Si j'exploite 10 organisations extrémistes, elles ont des cendres de maïs, mais je vais les laisser voter en avril”, il y a Dites à Oluri.
Existe-t-il une autre option sur la façon d'interpréter ces énoncés?
Dukagjin Gorani dit qu'il y a une deuxième option, qui lui donne cette façon:
Il y a aussi une deuxième option, ces déclarations avec une rhétorique fausse, électorale, vide et des positions publiques officielles. Si c'est le deuxième, alors ces deux personnes, chacune dans son propre domaine d'activité, étaient censées convaincre les électeurs et la population de ne pas les prendre au sérieux. Même maintenant, beaucoup de gens au Kosovo ne savent pas combien prendre au sérieux notre premier ministre et le président d'un pays. Dans les pays des Balkans, cependant, vous ne savez pas si vous devez prendre au sérieux un homme qui a la position la plus importante dans la société. Alors si vous devez le prendre au sérieux, alors ce que vous dites est alarmant”, Gorani a dit.

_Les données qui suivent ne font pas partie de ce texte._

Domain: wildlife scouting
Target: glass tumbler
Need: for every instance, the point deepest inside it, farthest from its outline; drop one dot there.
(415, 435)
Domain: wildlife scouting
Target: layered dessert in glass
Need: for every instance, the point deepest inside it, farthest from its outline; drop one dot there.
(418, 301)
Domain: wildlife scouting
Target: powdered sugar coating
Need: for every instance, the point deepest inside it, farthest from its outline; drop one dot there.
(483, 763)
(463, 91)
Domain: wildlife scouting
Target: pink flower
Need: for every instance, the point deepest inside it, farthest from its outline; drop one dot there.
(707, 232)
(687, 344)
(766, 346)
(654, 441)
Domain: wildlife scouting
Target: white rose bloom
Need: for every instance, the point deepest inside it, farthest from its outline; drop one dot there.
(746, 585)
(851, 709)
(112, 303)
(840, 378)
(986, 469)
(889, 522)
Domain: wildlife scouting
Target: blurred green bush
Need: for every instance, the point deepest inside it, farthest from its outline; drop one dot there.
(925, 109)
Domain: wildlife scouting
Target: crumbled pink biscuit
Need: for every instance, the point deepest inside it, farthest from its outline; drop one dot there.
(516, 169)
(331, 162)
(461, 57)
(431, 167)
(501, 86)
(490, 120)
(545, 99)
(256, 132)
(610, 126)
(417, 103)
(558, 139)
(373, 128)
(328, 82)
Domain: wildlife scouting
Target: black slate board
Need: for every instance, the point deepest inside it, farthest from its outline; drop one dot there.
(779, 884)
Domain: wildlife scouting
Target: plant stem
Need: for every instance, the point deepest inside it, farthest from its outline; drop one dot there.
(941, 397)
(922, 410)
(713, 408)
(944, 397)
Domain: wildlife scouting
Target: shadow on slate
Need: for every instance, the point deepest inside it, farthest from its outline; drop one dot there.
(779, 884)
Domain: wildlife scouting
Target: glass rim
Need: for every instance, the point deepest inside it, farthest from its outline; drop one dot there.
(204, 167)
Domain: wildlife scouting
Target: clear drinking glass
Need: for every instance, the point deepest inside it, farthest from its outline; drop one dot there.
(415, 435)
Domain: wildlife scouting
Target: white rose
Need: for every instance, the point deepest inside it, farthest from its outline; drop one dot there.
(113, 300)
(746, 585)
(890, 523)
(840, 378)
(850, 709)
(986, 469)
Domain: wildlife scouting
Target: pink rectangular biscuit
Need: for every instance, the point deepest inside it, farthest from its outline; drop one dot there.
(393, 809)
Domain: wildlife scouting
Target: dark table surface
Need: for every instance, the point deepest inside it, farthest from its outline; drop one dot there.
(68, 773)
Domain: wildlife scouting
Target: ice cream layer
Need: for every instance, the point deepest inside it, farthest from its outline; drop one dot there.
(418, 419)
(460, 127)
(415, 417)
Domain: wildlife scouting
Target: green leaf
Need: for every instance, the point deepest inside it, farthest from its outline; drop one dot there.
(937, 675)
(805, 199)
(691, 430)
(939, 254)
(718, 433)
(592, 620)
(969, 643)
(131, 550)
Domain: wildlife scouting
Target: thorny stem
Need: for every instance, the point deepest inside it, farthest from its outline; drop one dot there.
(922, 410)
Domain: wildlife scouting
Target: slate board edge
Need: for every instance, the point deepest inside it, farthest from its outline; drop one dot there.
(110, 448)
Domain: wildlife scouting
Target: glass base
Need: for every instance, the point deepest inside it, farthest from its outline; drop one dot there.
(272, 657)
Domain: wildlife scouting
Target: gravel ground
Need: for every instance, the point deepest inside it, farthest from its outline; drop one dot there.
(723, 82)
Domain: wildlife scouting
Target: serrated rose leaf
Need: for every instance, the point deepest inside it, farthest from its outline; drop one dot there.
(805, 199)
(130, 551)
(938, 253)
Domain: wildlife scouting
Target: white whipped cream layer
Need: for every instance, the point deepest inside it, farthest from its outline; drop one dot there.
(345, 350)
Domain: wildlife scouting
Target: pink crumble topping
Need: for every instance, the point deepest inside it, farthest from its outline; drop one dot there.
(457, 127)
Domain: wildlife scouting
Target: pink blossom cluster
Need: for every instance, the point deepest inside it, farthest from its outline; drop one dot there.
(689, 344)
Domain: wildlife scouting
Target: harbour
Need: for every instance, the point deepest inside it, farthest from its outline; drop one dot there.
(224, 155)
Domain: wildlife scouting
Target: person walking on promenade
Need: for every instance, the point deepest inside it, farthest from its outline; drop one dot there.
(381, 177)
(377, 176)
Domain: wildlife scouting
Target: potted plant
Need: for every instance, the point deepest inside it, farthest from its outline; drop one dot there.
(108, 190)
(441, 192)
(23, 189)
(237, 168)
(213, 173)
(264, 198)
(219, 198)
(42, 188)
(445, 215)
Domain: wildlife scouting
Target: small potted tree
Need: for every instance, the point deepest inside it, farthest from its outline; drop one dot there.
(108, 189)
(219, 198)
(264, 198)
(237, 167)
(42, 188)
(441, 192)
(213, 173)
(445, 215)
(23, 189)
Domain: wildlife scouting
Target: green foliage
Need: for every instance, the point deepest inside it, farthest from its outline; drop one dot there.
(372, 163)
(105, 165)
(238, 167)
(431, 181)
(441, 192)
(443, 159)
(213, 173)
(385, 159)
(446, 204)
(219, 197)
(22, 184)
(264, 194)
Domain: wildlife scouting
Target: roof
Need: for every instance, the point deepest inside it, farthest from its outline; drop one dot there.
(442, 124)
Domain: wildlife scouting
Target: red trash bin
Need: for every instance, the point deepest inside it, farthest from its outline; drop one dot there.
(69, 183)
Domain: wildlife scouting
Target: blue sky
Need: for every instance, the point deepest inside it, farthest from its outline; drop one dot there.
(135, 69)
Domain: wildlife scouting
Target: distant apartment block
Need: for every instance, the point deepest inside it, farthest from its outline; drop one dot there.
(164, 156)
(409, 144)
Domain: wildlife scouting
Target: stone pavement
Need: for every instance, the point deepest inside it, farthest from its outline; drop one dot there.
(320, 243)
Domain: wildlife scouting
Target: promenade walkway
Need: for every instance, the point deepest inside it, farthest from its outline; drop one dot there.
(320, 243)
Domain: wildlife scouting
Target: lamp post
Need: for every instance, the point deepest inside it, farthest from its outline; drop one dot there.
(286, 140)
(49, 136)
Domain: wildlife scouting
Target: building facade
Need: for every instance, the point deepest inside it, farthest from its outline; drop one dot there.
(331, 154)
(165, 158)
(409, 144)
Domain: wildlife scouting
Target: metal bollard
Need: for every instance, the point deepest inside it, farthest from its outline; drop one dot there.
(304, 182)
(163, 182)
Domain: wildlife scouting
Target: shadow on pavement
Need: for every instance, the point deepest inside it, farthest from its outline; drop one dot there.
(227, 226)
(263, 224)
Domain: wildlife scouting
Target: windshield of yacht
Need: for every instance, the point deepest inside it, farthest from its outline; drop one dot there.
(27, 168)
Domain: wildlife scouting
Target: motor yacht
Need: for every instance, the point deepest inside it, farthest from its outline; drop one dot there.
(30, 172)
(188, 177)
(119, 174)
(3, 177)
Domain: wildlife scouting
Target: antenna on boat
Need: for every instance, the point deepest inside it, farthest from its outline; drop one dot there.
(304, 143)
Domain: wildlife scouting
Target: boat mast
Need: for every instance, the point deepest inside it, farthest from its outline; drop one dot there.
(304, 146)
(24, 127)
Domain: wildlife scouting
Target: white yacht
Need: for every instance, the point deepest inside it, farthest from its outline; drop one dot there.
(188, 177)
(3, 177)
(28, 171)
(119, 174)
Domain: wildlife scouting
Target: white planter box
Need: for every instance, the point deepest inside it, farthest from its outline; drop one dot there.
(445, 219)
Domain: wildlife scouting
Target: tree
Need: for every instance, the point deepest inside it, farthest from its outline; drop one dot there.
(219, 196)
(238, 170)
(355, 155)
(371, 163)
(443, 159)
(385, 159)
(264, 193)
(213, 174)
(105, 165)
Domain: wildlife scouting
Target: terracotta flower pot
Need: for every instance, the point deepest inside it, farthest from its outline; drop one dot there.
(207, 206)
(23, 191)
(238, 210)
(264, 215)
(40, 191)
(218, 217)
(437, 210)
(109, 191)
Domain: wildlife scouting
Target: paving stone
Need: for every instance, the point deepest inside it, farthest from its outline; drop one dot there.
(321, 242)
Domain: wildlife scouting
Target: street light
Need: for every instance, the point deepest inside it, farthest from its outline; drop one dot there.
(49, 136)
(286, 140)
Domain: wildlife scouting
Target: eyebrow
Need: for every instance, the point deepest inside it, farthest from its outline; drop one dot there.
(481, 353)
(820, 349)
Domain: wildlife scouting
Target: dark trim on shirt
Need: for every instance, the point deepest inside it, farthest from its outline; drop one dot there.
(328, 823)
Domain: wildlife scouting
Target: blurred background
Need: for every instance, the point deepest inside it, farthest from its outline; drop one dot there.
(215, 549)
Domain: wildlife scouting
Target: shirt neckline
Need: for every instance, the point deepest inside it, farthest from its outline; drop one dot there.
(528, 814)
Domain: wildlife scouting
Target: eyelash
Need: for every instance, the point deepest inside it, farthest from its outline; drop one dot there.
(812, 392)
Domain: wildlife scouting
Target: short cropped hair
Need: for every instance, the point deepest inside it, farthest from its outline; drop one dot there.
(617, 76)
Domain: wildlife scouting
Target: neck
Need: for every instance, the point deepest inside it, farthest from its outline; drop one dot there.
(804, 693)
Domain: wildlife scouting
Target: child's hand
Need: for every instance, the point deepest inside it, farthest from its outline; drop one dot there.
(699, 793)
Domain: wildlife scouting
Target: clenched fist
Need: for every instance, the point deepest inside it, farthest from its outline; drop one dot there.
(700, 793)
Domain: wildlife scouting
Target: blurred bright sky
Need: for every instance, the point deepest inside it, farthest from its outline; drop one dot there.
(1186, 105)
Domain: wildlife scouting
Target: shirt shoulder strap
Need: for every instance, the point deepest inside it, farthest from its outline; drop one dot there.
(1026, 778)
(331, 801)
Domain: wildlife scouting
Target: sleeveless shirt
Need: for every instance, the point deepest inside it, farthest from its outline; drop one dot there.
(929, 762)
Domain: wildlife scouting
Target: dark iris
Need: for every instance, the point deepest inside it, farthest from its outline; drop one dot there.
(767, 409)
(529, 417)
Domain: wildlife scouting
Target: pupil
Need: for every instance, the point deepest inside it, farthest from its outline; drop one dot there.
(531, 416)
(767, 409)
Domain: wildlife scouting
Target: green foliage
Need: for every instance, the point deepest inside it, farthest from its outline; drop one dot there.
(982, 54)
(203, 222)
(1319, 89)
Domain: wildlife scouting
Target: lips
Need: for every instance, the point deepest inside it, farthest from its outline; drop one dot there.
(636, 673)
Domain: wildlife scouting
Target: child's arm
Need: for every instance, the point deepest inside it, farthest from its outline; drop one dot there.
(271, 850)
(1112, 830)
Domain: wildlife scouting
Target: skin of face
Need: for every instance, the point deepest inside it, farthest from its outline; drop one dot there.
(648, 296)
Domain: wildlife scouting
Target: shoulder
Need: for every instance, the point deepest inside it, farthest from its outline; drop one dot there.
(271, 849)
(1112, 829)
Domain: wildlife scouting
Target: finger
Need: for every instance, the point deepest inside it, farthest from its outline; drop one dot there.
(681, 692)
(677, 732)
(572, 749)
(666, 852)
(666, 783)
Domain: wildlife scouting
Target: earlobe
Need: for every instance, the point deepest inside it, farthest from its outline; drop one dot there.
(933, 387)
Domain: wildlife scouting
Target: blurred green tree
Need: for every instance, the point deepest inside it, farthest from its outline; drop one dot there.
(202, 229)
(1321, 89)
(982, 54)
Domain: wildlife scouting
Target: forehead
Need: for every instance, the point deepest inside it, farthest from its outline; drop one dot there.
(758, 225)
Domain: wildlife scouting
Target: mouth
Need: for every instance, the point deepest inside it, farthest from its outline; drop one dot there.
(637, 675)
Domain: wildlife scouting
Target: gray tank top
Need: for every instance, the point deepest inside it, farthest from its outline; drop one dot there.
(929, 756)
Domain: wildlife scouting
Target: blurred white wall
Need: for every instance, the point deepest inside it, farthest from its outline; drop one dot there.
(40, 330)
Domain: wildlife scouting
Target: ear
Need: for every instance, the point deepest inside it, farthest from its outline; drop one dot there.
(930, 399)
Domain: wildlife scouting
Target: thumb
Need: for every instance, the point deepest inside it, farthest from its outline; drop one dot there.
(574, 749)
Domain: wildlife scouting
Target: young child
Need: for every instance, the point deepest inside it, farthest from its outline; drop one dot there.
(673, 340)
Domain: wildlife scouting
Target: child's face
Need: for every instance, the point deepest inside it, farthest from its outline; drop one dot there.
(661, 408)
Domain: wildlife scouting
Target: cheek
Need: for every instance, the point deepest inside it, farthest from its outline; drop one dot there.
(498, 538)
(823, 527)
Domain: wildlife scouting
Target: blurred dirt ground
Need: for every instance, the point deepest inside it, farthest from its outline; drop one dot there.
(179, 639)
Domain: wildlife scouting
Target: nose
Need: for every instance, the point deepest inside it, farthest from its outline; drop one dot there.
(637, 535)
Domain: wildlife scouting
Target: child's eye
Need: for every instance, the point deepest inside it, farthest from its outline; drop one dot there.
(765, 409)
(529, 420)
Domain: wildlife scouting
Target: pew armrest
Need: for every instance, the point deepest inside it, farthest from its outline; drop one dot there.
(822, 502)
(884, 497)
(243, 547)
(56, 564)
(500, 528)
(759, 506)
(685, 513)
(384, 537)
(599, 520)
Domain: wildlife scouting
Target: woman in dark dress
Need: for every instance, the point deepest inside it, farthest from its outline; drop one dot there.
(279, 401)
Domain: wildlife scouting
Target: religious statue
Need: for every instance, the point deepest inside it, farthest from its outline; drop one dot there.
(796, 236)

Là où la rhétorique se termine exactement, même un tel comportement signifie la formalité d'une certaine alarme, où exactement ce que vous voulez est vrai, sérieux et surtout responsable. Quand la détérioration éclate, nous arrivons à une nuit ce qui est ce soir, ce soir nous avons deux déclarations des deux chefs d'État qui donnent l'impression que leurs sociétés sont si proches d'un conflit armé”, a déclaré Gorani.
En ce qui concerne le communiqué QUINT, le Premier ministre Kurti a dit que c'était assez difficile, mais que s'il devait prendre une décision différente de celle qu'il avait prise pour les élections serbes, il devrait se poursuivre lui-même.
“Il vaut mieux que je fasse l'objet de vives critiques, mais que la constitutionnalité et la souveraineté du pays ne soient pas violées que je n'accepte des dossiers parallèles et que le citoyen Albin Kurti poursuive le Premier ministre Albin Kurti pour avoir enfreint la loi au Kosovo, a déclaré le Premier ministre hier soir.Le périscope.